Chloe fühlt ihre steifen Glieder und versucht etwas den Rücken zu strecken. Kein Wunder, dass ihr alles weh tut. Wie lange hat sie so auf dem Stuhl gesessen? Bestimmt Stunden. Etwas erleichtert sackt sie wieder zusammen. Offenbar hat man ihr nichts angetan, außer sie zu betäuben, entführen und zu fesseln. Als ob das nicht genug wäre.
Hinter der Holzwand hört sie mehrere Männerstimmen. Dieses Mal nicht in Englisch. Es sind Araber. Verflucht! Sie kann echt von Glück reden, dass man ihr bisher nicht mehr angetan hat. Sie gilt als Druckmittel für ihren Vater und andere Verantwortliche, die immer noch IS-Gefangene verhören. Doch irgendwann werden sie ihr etwas antun. Diese Leute schrecken vor nichts zurück.
Wie haben sie es nur geschafft Chloe aus diesem Haus zu entführen? Wäre ihnen das auch gelungen, wenn Christian dort gewesen wäre? Sie glaubt an ihn. Er ist ihre einzige Hoffnung. Doch wie soll er sie finden? Sie hat ja selbst keine Ahnung, wo sie sich befindet.
Es ist nur laut, dunkel und kalt. Als hätte man sie in einen übergroßen Schrank gesperrt.
Sie dreht leicht den Kopf. Da ist nichts, dass ihr helfen könnte sich zu befreien. Da ist nur die Angst. Sie versucht ruhig zu atmen und nicht wieder die Kontrolle zu verlieren. Sie muss stark bleiben.
Also schließt Chloe die Augen und ruft sich das Gesicht ihres Onkels in Erinnerung. Sein Lächeln, seine bunten Klamotten und die vertraute, beruhigende Stimme. Auch ihre Mutter hilft. Ihr schönes Gesicht ist leider wirklich nur noch eine Erinnerung. Doch sie ist da und rät Chloe nicht die Hoffnung zu verlieren.

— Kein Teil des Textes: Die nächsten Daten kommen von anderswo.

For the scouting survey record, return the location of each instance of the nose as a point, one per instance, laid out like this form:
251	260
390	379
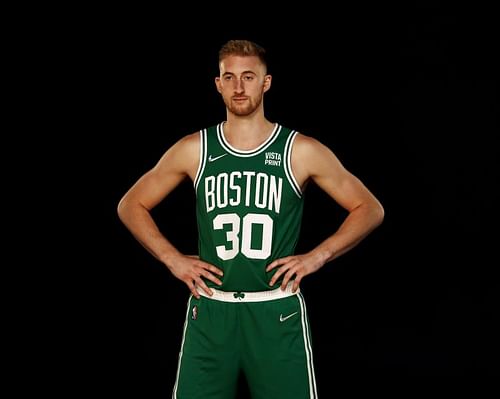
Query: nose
239	87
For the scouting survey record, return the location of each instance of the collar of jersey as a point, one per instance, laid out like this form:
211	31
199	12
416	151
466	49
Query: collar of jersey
246	153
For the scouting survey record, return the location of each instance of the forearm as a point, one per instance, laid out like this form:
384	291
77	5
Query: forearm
358	224
139	222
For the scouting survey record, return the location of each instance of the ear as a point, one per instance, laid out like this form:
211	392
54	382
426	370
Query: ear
267	82
217	84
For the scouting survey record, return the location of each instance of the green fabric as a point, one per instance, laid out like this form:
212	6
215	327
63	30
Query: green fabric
269	341
249	207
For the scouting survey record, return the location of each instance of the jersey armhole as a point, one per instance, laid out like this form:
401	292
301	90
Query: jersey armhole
288	164
202	161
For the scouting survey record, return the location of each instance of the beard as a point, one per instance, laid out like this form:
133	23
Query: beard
245	109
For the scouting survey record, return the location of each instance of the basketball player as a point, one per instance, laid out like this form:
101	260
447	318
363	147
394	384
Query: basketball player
246	312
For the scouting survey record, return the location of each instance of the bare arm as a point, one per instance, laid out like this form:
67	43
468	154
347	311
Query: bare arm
312	160
134	210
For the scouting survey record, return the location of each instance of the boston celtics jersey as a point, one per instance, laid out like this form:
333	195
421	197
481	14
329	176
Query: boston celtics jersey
248	207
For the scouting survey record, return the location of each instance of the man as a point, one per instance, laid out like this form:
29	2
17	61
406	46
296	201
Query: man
246	312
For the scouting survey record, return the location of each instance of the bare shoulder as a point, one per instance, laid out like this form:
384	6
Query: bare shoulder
310	149
183	156
312	158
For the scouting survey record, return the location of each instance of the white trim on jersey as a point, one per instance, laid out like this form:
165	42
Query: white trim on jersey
288	164
202	161
246	153
308	348
186	320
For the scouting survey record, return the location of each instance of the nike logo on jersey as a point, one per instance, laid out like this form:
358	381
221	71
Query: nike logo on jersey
282	319
211	159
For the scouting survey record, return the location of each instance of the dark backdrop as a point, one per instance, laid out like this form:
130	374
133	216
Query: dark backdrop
407	100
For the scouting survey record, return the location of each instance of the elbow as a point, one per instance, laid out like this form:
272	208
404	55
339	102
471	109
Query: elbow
379	214
121	208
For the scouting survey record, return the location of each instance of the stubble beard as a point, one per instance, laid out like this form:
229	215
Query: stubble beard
245	109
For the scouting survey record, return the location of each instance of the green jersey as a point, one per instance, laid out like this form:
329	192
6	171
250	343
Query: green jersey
248	207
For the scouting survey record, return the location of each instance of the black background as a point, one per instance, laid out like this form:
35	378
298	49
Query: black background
407	99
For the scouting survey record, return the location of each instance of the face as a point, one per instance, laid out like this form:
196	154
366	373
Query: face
242	83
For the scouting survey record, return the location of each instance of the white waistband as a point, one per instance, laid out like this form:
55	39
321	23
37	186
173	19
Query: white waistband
259	296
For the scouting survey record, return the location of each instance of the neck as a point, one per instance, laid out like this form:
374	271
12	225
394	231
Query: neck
247	133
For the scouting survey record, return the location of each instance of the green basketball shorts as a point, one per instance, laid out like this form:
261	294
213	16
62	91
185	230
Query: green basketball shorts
265	335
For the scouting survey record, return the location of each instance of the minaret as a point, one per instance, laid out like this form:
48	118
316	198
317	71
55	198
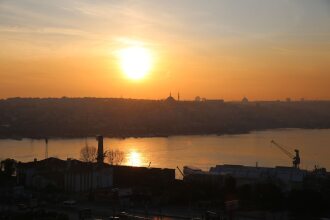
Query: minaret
100	154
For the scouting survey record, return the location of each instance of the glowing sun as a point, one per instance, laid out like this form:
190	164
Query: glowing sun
135	62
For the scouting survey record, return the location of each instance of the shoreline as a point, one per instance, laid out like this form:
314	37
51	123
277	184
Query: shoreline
19	138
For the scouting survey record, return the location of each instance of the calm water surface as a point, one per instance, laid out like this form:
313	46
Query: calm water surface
198	151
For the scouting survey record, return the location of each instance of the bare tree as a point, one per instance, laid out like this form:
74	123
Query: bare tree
115	157
88	154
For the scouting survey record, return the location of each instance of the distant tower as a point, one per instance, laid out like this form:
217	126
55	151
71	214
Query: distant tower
100	154
46	149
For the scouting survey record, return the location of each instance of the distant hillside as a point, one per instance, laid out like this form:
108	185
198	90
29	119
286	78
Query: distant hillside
80	117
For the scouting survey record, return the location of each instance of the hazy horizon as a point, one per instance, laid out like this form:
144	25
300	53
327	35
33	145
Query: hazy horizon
264	50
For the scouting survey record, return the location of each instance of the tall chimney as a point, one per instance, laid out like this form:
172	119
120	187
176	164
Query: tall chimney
100	155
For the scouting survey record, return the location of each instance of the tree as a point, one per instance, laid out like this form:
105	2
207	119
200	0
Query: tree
115	157
88	154
8	166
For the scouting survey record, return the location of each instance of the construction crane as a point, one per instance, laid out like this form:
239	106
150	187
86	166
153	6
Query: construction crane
295	158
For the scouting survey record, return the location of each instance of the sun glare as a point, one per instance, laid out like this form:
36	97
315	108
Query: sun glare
135	62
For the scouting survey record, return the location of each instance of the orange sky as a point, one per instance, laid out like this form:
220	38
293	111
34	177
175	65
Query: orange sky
268	50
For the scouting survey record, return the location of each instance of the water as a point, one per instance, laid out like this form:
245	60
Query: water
199	151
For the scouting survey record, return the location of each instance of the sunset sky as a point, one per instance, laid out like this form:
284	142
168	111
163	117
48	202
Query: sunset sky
260	49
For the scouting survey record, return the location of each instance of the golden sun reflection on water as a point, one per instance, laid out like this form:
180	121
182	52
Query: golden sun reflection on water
134	158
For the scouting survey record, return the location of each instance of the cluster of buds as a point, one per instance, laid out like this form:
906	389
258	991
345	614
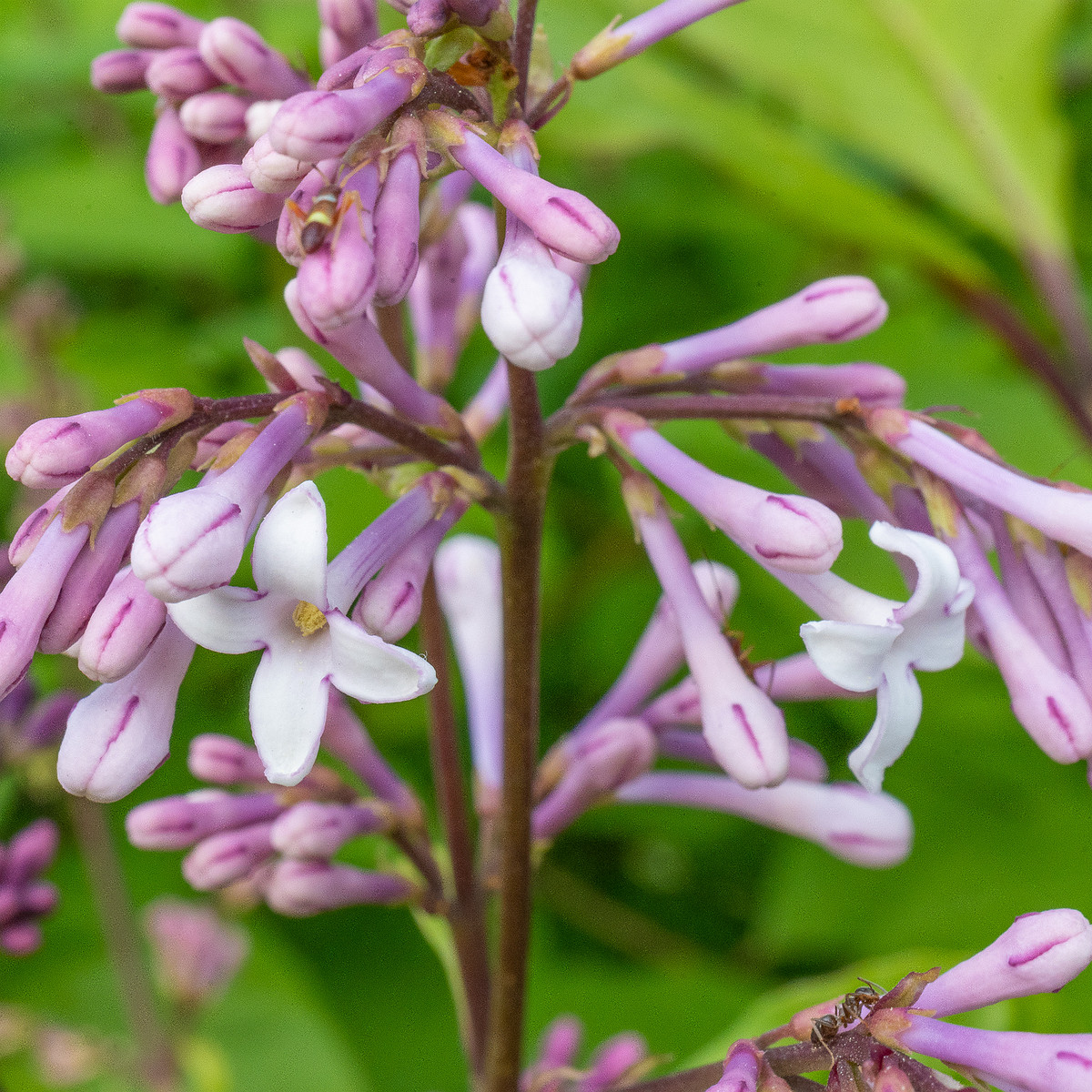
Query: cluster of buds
25	896
866	1040
278	845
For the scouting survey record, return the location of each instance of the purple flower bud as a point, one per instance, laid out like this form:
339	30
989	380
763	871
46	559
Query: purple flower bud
238	55
120	734
743	727
157	26
228	856
192	541
178	823
225	762
617	44
304	888
398	227
216	117
311	830
180	72
120	629
1046	699
173	158
120	70
197	955
350	23
58	450
868	829
531	310
605	758
88	578
223	199
30	596
612	1063
562	219
359	348
1038	954
390	604
345	737
741	1069
793	533
321	125
338	281
1031	1063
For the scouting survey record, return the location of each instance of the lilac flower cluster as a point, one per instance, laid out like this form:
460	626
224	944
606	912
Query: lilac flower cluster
869	1044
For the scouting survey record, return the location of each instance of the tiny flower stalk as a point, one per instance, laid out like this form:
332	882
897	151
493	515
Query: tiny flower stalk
743	727
792	533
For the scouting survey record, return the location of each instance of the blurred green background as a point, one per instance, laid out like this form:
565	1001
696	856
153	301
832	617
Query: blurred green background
775	143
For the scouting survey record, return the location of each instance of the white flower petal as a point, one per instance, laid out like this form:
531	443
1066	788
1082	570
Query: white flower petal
288	707
849	654
898	711
289	552
229	620
369	670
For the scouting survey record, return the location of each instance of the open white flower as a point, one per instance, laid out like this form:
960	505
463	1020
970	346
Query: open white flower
873	643
307	642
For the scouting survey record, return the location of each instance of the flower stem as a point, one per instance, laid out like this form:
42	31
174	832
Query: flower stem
467	913
519	532
156	1058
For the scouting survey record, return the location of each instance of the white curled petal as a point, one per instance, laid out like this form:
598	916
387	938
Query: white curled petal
230	621
288	707
898	713
369	669
289	554
849	654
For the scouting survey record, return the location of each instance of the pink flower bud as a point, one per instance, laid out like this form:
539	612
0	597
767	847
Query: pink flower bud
223	199
304	888
238	54
173	158
121	629
157	26
120	70
120	734
1038	954
216	117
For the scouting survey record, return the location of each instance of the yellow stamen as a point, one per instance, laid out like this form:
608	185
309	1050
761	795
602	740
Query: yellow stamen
308	618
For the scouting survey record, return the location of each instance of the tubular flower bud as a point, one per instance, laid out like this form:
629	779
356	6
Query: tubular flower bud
238	54
180	72
179	823
217	117
157	26
611	756
468	582
793	533
192	541
223	199
390	604
120	734
562	219
307	642
58	450
1037	954
305	888
121	629
197	955
743	727
617	44
321	125
173	158
868	829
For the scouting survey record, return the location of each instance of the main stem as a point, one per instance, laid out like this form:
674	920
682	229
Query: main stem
123	940
519	531
467	915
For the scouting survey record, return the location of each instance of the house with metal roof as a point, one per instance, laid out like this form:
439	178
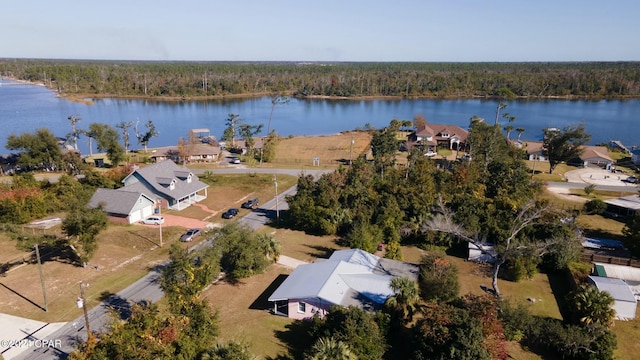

Die Zeit vergeht. Chloe hat Hunger und vor allem Durst. Sie macht auf sich aufmerksam, indem sie mit dem Stuhl klappert und versucht zu schreien. Das Tuch um ihren Mund verhindert laute Geräusche, doch hat man sie gehört. Vor ihr öffnet sich quietschend eine Tür. Grelles Licht blendet sie kurz, dann ein Schatten und wieder packen sie grobe Hände. Ein grimmiger Kerl löst sie vom Stuhl und zieht sie aus der Kammer, oder was es war.
Er hat fast schwarze Augen, sein Gesicht wird von einem dichten Vollbart umrahmt und seine Kleider wirken fremdländisch und rau. Nicht so rau wie seine großen Hände. Auf dem Kopf trägt er eine Art Mütze. Chloe weiß nicht mehr wie man die traditionelle arabische Kleidung nennt.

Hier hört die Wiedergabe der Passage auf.